Northwestern Engineering undergraduate Phillip Osborn studies corals at The Field Museum of Natural History.Northwestern Engineering undergraduate Phillip Osborn studies corals at The Field Museum of Natural History.

Corals’ calcium carbonate skeletons are responsible for the marine invertebrates’ unique and beautiful structures. Some look like brains or mushrooms, while others look like tall pillars or alien-like flowers.

Now a team of Northwestern Engineering undergraduate students plans to discover if these diverse skeleton architectures play a role in coral bleaching and subsequent death. To help fund this study, the students are using the new crowdsourcing platform Experiment, which is designed to help researchers fund scientific discoveries.

The team has until September 22 to hit its $5,000 goal. The Northwestern study is part of Experiment’s Coral Reefs Challenge Grant, which includes 14 other coral-related projects. The experiment with the most backers after 30 days will win an additional $1,000.

Luisa Marcelino“Research is typically hierarchical, with undergraduate students only getting to see a little bit of the project,” said Luisa Marcelino, research assistant professor of civil and environmental engineering. “This is a great example of how they are getting more involved with designing the experiment and learning how to find funding and how to communicate their work.”

Due to temperature spikes in the ocean, corals are now bleaching and dying at unprecedented rates. Researchers have noticed, however, that different types of coral tend to bleach at different rates. Much of Marcelino’s work aims to understand what makes corals either more susceptible or more resistant to bleaching.

The undergraduates’ Experiment project is based on earlier work from Marcelino and Northwestern Engineering’s Vadim Backman, the Walter Dill Scott Professor of Biomedical Engineering. In 2013, the pair teamed up to take a spectroscopic technique that Backman developed to detect early cancer and apply it to coral skeletons. The technique allowed them to study coral skeletons’ sub-microscopic architecture and explore how the skeletons reflect light back to their symbiotic algae.

Marcelino and Backman also developed the first quantitative “global index” detailing the most susceptible corals. In a companion study, they developed an algorithm to rank the thermotolerance of coral’s symbiotic algae.

Under the supervision of Marcelino’s research associate Timothy Swain, undergraduates Emily Bold and Phillip Osborn hope to identify corals’ skeletal morphological characteristics at larger and larger scales — from sub-microscopic to the centimeter level — and learn how that architecture may or may not increase the risk of bleaching. Bold is a senior studying environmental science and biology in Northwestern’s Weinberg College of Arts and Sciences. Osborn is a junior studying civil and environmental engineering in the McCormick School of Engineering. Both became aware of coral bleaching during separate diving trips and committed themselves to help solve the problem.

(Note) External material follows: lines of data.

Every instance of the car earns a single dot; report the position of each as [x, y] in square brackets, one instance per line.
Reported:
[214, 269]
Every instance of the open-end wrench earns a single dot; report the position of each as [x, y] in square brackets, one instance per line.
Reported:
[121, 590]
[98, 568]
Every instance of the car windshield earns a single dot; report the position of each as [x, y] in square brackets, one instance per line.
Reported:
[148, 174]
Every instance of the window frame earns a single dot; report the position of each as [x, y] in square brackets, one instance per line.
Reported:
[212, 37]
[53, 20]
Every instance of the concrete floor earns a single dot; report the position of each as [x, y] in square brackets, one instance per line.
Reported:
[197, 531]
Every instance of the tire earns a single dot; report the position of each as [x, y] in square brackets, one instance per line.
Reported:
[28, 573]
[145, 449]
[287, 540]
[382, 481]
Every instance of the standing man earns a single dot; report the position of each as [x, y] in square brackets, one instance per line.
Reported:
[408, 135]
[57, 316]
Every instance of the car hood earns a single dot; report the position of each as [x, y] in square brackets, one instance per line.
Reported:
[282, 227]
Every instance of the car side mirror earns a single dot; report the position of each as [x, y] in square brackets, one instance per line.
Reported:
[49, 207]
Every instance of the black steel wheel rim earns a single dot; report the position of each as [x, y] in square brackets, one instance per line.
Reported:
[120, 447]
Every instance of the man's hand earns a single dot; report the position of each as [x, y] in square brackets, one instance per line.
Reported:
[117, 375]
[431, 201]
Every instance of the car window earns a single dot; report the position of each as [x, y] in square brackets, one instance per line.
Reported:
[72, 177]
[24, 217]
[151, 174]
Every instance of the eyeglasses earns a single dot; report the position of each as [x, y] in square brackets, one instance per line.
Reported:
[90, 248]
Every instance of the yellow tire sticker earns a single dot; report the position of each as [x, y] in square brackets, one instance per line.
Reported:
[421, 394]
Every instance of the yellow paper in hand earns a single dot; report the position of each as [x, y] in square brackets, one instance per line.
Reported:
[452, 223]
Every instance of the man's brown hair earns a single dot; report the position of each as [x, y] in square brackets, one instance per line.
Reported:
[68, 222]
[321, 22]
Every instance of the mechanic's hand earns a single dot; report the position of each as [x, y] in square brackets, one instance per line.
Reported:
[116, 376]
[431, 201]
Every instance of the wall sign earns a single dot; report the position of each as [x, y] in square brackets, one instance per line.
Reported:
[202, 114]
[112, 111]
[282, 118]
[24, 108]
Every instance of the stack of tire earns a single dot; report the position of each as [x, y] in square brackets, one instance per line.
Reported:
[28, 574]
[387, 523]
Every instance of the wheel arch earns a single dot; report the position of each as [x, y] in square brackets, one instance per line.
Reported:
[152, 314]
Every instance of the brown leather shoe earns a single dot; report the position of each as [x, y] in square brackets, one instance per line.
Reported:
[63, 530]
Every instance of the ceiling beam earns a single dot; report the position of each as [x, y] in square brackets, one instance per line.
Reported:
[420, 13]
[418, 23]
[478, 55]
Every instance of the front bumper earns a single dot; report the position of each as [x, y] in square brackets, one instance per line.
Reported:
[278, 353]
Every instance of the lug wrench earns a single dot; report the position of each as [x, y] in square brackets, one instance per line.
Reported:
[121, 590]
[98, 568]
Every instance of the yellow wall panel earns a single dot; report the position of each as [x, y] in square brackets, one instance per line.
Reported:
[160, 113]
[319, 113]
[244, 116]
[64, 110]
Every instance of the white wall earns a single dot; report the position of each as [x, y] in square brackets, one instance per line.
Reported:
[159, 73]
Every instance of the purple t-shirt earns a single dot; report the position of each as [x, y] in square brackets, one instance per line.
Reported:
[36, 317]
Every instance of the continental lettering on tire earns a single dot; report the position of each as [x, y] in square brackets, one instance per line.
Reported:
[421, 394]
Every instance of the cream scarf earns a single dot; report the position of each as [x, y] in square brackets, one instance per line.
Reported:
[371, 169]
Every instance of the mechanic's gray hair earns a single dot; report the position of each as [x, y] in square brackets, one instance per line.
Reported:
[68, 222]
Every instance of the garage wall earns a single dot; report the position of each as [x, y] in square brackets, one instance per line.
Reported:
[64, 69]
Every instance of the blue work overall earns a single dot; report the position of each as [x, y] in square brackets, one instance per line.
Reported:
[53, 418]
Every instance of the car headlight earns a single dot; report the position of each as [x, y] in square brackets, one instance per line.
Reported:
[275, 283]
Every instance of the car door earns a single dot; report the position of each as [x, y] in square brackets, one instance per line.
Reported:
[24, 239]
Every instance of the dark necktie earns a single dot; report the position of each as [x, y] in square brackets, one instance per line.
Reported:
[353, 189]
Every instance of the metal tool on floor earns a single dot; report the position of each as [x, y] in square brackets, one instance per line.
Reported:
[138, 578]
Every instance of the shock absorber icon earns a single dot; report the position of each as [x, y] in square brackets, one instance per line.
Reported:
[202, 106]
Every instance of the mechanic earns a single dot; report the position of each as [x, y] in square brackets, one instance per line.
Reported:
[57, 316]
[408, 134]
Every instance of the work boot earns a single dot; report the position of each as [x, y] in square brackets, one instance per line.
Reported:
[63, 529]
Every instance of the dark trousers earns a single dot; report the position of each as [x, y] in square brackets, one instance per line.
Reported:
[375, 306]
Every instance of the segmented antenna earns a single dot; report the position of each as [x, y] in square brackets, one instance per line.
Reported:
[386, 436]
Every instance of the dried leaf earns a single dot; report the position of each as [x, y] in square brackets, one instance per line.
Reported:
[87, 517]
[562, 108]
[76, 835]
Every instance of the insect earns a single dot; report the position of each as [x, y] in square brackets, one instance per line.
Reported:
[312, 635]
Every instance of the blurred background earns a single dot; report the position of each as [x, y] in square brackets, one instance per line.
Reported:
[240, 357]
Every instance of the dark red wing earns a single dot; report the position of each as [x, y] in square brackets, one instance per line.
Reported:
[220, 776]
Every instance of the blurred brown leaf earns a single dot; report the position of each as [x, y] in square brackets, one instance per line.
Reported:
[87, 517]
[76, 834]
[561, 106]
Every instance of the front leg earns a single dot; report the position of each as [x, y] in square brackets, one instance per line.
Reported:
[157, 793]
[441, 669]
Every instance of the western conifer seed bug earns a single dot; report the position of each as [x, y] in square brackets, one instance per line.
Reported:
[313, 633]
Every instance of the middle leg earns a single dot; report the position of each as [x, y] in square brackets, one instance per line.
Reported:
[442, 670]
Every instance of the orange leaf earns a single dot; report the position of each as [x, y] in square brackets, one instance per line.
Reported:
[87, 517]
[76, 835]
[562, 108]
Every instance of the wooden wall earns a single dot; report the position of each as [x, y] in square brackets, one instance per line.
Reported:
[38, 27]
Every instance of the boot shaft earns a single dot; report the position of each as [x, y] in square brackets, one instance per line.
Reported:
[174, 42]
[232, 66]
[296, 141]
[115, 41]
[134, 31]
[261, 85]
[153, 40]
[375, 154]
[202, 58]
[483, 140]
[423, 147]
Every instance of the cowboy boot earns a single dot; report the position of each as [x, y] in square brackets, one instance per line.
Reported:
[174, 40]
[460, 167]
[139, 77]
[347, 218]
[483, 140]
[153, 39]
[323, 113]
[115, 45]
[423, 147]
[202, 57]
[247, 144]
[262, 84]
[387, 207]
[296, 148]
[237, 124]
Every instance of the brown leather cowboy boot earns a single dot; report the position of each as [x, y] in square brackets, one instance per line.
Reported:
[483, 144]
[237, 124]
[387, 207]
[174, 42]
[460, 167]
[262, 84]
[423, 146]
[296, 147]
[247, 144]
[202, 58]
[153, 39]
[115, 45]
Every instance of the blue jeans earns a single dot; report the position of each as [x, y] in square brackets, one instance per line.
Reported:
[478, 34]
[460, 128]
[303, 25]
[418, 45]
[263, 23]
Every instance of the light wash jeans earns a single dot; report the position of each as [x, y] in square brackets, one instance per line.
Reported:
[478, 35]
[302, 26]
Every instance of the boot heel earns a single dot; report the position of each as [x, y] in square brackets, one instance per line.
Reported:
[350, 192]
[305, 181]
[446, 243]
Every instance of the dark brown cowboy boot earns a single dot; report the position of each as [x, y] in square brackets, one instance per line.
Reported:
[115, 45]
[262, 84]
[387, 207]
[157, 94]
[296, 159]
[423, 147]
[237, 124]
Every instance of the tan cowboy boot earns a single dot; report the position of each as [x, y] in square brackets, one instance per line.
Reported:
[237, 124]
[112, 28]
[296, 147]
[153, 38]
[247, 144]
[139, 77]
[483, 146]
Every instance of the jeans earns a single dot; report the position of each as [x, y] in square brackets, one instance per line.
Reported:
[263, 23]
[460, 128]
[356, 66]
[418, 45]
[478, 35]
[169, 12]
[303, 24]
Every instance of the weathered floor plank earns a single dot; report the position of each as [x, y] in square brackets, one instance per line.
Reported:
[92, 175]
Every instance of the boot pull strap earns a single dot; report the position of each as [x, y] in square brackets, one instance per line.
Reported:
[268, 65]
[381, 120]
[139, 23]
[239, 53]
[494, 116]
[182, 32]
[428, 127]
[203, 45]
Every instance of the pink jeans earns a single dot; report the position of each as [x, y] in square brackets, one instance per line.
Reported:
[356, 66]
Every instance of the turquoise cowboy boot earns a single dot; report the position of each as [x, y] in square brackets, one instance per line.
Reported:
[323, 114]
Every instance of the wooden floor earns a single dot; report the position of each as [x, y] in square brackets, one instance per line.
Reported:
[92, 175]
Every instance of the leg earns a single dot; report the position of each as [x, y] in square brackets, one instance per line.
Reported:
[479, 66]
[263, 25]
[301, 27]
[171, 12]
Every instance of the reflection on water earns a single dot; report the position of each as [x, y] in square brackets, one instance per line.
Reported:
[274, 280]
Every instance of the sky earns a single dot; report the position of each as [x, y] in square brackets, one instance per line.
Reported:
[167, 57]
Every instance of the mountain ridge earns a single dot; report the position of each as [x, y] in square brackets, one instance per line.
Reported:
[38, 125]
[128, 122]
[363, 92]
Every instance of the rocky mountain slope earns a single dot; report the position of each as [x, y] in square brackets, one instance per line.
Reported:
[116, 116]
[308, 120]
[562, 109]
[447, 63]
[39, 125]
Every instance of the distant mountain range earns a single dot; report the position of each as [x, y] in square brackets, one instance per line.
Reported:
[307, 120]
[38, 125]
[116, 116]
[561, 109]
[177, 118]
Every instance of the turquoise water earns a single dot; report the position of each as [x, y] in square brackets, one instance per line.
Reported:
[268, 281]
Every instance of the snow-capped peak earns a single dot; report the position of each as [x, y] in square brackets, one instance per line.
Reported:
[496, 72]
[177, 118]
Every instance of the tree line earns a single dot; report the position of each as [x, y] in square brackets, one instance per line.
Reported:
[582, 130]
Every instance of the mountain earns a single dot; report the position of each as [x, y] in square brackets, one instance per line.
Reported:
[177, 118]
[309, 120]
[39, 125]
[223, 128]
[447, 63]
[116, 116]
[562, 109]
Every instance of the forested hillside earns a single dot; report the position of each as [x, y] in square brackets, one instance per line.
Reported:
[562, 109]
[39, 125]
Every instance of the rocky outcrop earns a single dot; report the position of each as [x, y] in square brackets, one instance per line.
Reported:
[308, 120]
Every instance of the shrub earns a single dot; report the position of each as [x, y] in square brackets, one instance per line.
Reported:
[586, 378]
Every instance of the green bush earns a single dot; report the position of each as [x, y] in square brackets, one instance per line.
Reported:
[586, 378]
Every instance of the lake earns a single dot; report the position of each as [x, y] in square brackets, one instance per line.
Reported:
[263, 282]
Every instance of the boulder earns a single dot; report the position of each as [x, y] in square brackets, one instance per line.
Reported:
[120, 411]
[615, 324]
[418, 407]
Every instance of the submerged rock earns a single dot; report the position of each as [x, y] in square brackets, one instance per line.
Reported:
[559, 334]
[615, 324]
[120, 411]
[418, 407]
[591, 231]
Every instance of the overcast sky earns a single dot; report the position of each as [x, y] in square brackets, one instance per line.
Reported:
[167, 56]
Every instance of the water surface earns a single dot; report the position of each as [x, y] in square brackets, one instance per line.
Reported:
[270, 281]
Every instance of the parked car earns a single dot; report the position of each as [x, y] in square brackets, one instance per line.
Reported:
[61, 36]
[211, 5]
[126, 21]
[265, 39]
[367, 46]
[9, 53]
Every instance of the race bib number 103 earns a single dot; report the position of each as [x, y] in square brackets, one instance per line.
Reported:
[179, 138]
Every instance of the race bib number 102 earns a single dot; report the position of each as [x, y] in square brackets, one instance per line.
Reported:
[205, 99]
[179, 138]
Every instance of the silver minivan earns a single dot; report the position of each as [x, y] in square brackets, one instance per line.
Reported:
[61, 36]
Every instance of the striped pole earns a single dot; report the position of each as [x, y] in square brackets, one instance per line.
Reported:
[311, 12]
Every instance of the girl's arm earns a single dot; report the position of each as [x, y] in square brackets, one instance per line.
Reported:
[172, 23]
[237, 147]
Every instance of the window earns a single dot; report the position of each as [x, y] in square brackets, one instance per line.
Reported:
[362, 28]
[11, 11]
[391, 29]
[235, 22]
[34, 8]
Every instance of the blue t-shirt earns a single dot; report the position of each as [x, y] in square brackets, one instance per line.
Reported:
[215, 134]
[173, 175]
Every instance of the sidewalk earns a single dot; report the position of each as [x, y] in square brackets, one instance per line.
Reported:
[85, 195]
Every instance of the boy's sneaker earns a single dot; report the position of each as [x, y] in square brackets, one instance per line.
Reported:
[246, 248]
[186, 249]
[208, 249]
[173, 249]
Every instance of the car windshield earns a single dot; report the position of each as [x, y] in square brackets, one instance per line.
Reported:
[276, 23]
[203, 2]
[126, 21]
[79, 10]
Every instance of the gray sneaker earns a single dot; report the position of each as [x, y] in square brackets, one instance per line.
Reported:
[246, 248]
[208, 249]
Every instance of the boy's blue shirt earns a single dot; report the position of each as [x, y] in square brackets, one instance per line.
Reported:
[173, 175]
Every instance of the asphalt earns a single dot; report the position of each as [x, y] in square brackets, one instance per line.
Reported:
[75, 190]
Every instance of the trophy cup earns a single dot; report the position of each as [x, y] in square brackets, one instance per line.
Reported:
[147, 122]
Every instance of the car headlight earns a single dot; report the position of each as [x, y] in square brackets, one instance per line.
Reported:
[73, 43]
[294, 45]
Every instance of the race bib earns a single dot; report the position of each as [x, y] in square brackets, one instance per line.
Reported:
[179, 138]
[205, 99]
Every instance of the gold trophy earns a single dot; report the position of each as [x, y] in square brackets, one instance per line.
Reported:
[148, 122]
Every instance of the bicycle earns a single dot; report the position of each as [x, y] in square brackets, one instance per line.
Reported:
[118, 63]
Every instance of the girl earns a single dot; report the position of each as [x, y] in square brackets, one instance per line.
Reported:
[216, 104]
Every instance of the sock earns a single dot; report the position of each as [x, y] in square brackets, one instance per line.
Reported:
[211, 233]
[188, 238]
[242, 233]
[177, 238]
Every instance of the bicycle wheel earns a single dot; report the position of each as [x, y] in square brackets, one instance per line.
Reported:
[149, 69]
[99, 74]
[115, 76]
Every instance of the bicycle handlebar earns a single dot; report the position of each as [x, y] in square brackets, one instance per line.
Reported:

Efficient optical machines, corals are fed through photosynthesis generated by their symbiotic algae. Marcelino’s students believe that coral skeletons can scatter light in a manner than increases the light available to the algae. With funding from Experiment, Swain, Bold, and Osborn will measure light scattering and morphology at different length scales in live corals to predict which corals will be at a higher risk of bleaching. Some of the Experiment funding will be used to collect live corals for the study.

“Identifying the effect of the coral skeleton architecture at different scales in bleaching susceptibility is a small but important step in understanding why corals bleach differently,” Marcelino said. “And when the students take ownership of the entire project — from research design to communication to fundraising — everybody wins because the enthusiasm and quality of the world are vastly increased.”